Untuk itu setiap ada yang mention menggunakan sebutan itu, pasti saya tegur. Logikanya mudah kok.. Menurut saya, suatu gagasan itu akan lebih mudah diserap bila disampaikan dan diselipkan saat bercanda tawa dan bergurau daripada saklek seperti dikelas..hehe




Juga saya pun dapat belajar balik dari tanggapan-tanggapan. Tak ada rasa ewuh mekewuh (apa sih bahasa Indonesianya? Hehehe). Jadi enak, gayeng..




Nah, coba bayangkan bila suatu gagasan disampaikan 'top down' dengan sebutan Ustadz tadi. Seperti antara seorang Murid dengan Mursyid-nya... Waduuhh... Iya kalau yang saya sampaikan benar semua, lah Ilmu agama saya masih seujung kuku bayi (lebih kecil lagi malah), kalau salah kan gawaaattt....




Hehehe....




Hikmah yang dapat saya petik dari upaya saya beberapa pekan terakhir ini adalah mencoba meresapi dan merasakan apa yang terjadi terhadap perjuangan para pendahulu kita yang men-syiar-kan Islam. Betapa berat medan yang harus mereka lalui. Melewati cacian, ancaman pembunuhan, rasa lapar dan keterasingan.
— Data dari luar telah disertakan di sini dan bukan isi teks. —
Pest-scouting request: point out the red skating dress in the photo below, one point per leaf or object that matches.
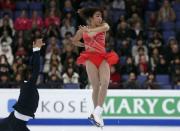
(95, 50)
Tapi mereka tetap Istiqomah untuk menyampaikan sinar terang ditengah kegelapan.




Masya Allah....




Sungguh apa yang saya alami ini jauh lebih ringan dari para Guru itu. Kalau saya dapat sampaikan dengan mudah karena cukup lewat twit sambil duduk manis dan minum teh, tapi Beliau-Beliau itu berjalan kaki untuk menemui murid-muridnya. Bahkan sembunyi-sembunyi untuk mengajarkan Islam, hingga akhirnya besar seperti sekarang ini. Belum lagi taktik yang harus digunakan untuk mereduksi tradisi masyarakat saat itu agar tak jatuh ke lubang kemusyrikan. Sungguh sulit saya membayangkan betapa berat langkah kaki para Mursyid itu.

Juga resistensi yang harus didapat karena menyuarakan sesuatu yang sama sekali baru ditengah masyarakat. Saya mungkin hanya menghadapi orang-orang yang tak mampu berlogika secara sehat, merusak. Tapi para Mursyid itu menghadapi pedang dan belati dari orang-orang yang tak mampu berlogika, lagi kalap.




Ya Allah...




Mudah-mudahan saya dapat meneladani sikap mereka.. Istiqomah untuk berjuang di Jalan Allah, meski pergulatan dalam perjalanan itu cukup berat. Menempa bathin. Membutuhkan kesabaran.